February 23, 2017
FOR IMMEDIATE RELEASE
Toronto, Ont. – Several Indigenous families who have lost loved ones met this week with the five Commissioners of the National Inquiry into Missing and Murdered Indigenous Women and Girls to give input on how the Inquiry can best meet the needs of survivors and communities.
This was the first of many family advisory circles that will be held in the coming weeks across the country ahead of the National Inquiry hearings, set to begin in May. The participants of this first circle were invited to the meeting after being recognized as among the leaders in pushing the Federal Government to hold an Inquiry. More families and friends will be included as the National Inquiry moves forward.

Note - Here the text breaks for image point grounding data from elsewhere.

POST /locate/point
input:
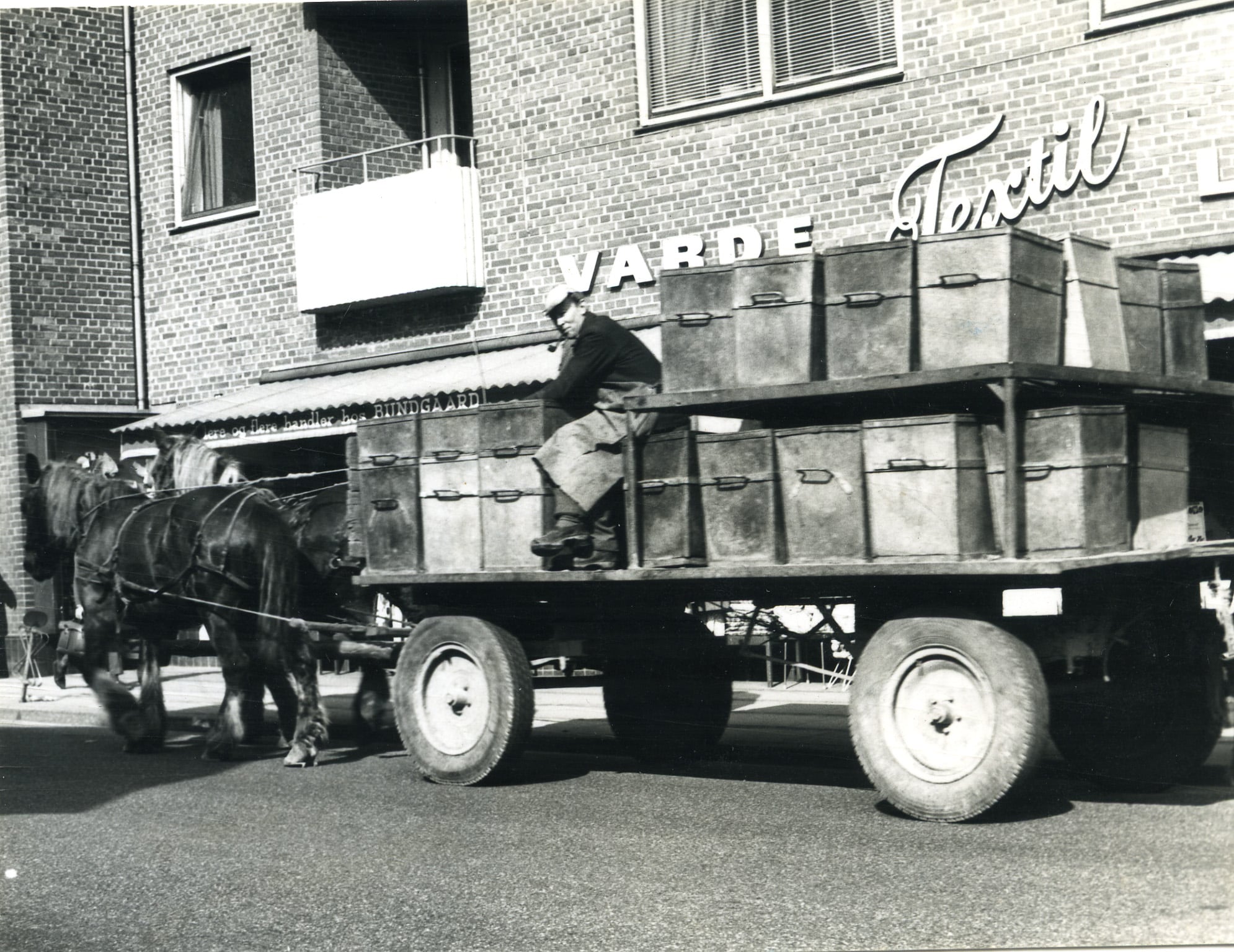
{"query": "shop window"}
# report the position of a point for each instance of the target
(214, 142)
(700, 57)
(1113, 14)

This first meeting brought families together from across the country from diverse Indigenous backgrounds to advise the Commissioners. All of the Commissioners, along with members of the Inquiry legal, health and community outreach teams were on hand for the two-day gathering to listen to the families’ needs in order to ensure the Inquiry proceeds well.
“The circle allowed the Commissioners to hear what some families believe is necessary to conduct safe and culturally relevant hearings,” Chief Commissioner Marion Buller said. “The families provided the Commissioners straightforward and respectful guidance such as what tools and supports will be needed during hearings. It was important to have guidance from families in different regions and backgrounds.”
The Commissioners welcomed the input and guidance and attentively listened to the circle participant’s advice.
“This circle resulted in relationships being built between families and the Commissioners and staff, as well as allowing families to support each other,” Commissioner Buller said. “These opportunities to speak with families directly, prior to hearings, will strengthen the National Inquiry’s processes and make for better recommendations.”